Según The New York Times, Jamenei elaboró una breve lista de figuras que consideraba sucesores aceptables tras la guerra de junio. Entre ellas se encontraban Ali Asghar Hejazi, su veterano jefe de gabinete, a quien Israel declaró muerto en el ataque del sábado; Gholam-Hossein Mohseni-Eje’i, jefe del poder judicial iraní ; y Hassan Jomeini, nieto del fundador de la República Islámica, el ayatolá Ruhollah Jomeini. El joven Jomeini es considerado más moderado que Mojtaba, el hijo de Jamenei y posible sucesor.
Zimmt dijo que, si bien Mojtaba cuenta con el apoyo del sistema de seguridad, “una sucesión hereditaria sólo profundizaría la crisis de legitimidad [del régimen]”, porque la República Islámica fue fundada contra la sucesión dinástica.

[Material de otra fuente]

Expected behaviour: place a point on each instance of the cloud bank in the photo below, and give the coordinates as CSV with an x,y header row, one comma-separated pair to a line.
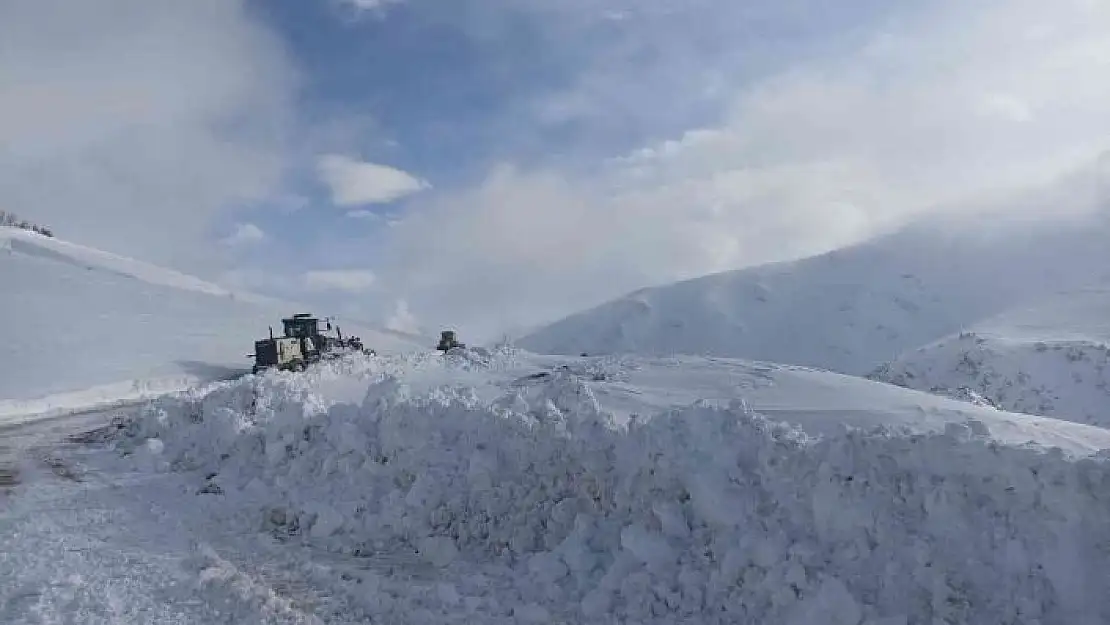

Alireza Arafi, un clérigo de alto rango que fue nombrado para el consejo de liderazgo interino de Irán después de la muerte de Jamenei, también está en la mezcla.
Pero la identidad del próximo líder supremo de Irán puede importar menos, argumentó Zimmt, que quién controla el poder a su alrededor.
Destacó al Cuerpo de la Guardia Revolucionaria Islámica (CGRI) como “un actor muy influyente”, no solo en la seguridad y el ámbito militar, sino también en la política y la economía . En ese contexto, sugirió Zimmt, la sucesión podría preservar la apariencia de continuidad con otro clérigo de alto rango, mucho más débil que Jamenei, como la cara visible, mientras que el CGRI y otros círculos de seguridad son la fuerza impulsora.
El ex embajador de Israel en Alemania, Jeremy Issacharoff, cuyo trabajo se ha centrado en la política estratégica y el control de armas, advirtió que era demasiado pronto para saber cómo se desarrollarían los acontecimientos y dijo que el próximo liderazgo de Teherán podría resultar “aún más fanático” que el liderado por Jamenei, pero expresó su esperanza de que los acontecimientos de los últimos días pudieran remodelar la trayectoria a largo plazo de la región.
“Esta es una oportunidad para Irán, es una oportunidad para la región y, sobre todo, es una gran oportunidad para Israel”, dijo Issacharoff a The Algemeiner.
Agregó que, en el corto plazo, espera que la campaña militar siga apuntando a los pilares del poder estatal iraní, incluida la infraestructura de misiles y nuclear , así como a los principales nodos de seguridad interna como la sede del CGRI, la milicia Basij afiliada y el Ministerio del Interior.
“Al final pudimos ver un tipo de relación muy diferente con Irán, con el pueblo iraní”, dijo.